Gardez confiance !

Partage international no 242octobre 2008

Cher Monsieur,

En mars 2008, je participai à une manifestation en faveur de la paix au Square Marietta, à Atlanta. Nous sommes habituellement seulement quelques personnes à nous y retrouver, notamment une femme appelée Judy qui est là tous les vendredis après-midi. Environ dix minutes avant la fin de la manifestation, un jeune couple noir vint vers nous. La jeune femme traversa la rue, mais le jeune homme s’arrêta pour lire nos slogans. Il mesurait environ 1 m 80. Il avait des dreadlocks et des yeux et un visage rayonnants. Je remarquai qu’il portait une écharpe pourpre très brillante. Il lut toutes nos pancartes portant une citation de Maitreya : « Sans partage il ne peut y avoir de justice. » Il sourit et j’eus l’impression qu’il lui manquait une dent de devant. Il se mit ensuite à parler avec mon amie Judy. Elle lui dit combien la guerre la déprimait. Il lui répondit : « Madame, vous devez garder confiance ; les changements arrivent. » Au moment où il disait cela, je me souvins que Benjamin Creme avait déclaré au sujet des Maîtres que parfois ils peuvent porter un complet strict et en même temps des pantoufles ! Je regardais ses pieds, puis je levai les yeux et il me fit un grand sourire. Je remarquai ses dents parfaites. Il nous dit au revoir et traversa la rue.

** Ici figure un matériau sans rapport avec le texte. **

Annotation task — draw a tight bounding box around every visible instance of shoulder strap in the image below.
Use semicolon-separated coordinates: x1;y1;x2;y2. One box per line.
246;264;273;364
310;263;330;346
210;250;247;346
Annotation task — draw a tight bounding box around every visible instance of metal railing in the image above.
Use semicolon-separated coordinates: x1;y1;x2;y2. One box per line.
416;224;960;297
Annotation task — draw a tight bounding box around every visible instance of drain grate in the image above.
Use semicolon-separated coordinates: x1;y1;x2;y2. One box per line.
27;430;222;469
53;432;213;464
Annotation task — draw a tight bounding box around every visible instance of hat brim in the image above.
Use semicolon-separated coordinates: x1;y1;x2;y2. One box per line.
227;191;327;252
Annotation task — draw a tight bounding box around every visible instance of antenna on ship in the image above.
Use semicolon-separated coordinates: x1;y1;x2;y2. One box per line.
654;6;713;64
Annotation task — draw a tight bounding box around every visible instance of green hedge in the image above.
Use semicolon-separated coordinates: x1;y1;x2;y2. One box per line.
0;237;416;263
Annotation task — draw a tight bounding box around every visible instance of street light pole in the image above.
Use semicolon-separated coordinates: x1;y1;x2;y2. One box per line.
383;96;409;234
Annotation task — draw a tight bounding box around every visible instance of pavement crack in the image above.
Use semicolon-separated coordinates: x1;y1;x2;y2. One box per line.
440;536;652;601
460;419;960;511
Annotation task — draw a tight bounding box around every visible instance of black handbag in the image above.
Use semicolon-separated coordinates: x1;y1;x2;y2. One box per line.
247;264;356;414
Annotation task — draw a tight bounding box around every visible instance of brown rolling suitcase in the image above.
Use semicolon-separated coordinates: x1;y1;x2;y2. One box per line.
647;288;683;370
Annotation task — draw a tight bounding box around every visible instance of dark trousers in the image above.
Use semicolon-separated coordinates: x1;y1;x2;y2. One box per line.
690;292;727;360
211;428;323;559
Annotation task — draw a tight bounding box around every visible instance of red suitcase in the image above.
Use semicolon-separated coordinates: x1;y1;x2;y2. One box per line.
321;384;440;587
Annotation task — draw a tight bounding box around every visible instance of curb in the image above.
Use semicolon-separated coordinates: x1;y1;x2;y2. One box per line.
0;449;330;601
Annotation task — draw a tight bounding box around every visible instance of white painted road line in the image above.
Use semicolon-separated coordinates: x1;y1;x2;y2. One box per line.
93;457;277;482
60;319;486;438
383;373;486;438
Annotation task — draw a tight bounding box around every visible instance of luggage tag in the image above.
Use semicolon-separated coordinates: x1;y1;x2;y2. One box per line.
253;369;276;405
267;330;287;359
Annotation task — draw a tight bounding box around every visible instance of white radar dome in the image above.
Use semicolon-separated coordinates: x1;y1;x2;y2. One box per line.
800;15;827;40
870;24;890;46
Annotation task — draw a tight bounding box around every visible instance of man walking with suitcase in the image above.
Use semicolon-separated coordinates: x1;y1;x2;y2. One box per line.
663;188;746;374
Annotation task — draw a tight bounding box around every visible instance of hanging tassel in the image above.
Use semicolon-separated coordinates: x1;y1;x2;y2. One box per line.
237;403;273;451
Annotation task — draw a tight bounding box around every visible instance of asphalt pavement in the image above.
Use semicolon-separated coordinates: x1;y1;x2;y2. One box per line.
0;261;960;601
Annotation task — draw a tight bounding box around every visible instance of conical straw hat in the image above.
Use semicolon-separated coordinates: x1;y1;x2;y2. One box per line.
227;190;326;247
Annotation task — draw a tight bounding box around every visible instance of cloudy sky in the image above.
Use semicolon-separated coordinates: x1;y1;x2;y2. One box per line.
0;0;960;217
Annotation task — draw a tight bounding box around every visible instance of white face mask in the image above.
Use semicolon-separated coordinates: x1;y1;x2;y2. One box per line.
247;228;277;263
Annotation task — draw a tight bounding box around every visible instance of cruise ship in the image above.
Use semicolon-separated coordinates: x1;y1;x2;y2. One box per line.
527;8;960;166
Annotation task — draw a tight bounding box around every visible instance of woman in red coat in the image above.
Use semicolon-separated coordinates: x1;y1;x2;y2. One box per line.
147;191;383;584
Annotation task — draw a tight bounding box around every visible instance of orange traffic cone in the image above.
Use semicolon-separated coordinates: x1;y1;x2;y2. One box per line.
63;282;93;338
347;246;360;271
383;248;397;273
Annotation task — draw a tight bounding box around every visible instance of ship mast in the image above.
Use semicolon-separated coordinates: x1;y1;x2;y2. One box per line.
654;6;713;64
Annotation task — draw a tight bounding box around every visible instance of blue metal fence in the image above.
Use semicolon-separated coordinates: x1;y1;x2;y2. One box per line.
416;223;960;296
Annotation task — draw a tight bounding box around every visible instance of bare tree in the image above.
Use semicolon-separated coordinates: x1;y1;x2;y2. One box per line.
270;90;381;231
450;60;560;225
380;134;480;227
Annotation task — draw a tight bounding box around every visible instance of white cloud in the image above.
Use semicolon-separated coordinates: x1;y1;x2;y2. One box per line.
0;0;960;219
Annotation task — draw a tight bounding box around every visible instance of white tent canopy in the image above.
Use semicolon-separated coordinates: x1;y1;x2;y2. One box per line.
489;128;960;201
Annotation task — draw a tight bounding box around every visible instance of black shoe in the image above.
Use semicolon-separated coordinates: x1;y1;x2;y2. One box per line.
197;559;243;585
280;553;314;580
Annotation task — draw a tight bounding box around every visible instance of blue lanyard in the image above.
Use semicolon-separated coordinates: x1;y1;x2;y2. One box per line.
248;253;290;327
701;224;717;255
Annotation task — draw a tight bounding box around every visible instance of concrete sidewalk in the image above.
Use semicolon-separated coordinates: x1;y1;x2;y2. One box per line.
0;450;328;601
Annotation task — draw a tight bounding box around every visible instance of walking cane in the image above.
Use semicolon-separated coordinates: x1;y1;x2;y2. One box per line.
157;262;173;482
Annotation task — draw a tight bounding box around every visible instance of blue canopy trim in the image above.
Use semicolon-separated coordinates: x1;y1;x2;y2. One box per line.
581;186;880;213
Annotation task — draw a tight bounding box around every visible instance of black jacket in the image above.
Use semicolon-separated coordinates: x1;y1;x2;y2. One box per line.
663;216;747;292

La manifestation se termina et je traversai la rue pour rejoindre ma voiture. La jeune femme essayait de téléphoner à partir d’un téléphone public. Elle se tourna vers moi en disant : « Monsieur, le téléphone public a pris tout mon argent et je n’ai plus de monnaie. Pourriez-vous me donner cinquante cents ? » Je lui tendis un dollar en disant : « Allez au restaurant et demandez leur s’ils peuvent vous faire de la monnaie. » Elle déclara qu’elle allait revenir. Je lui dis de garder la monnaie.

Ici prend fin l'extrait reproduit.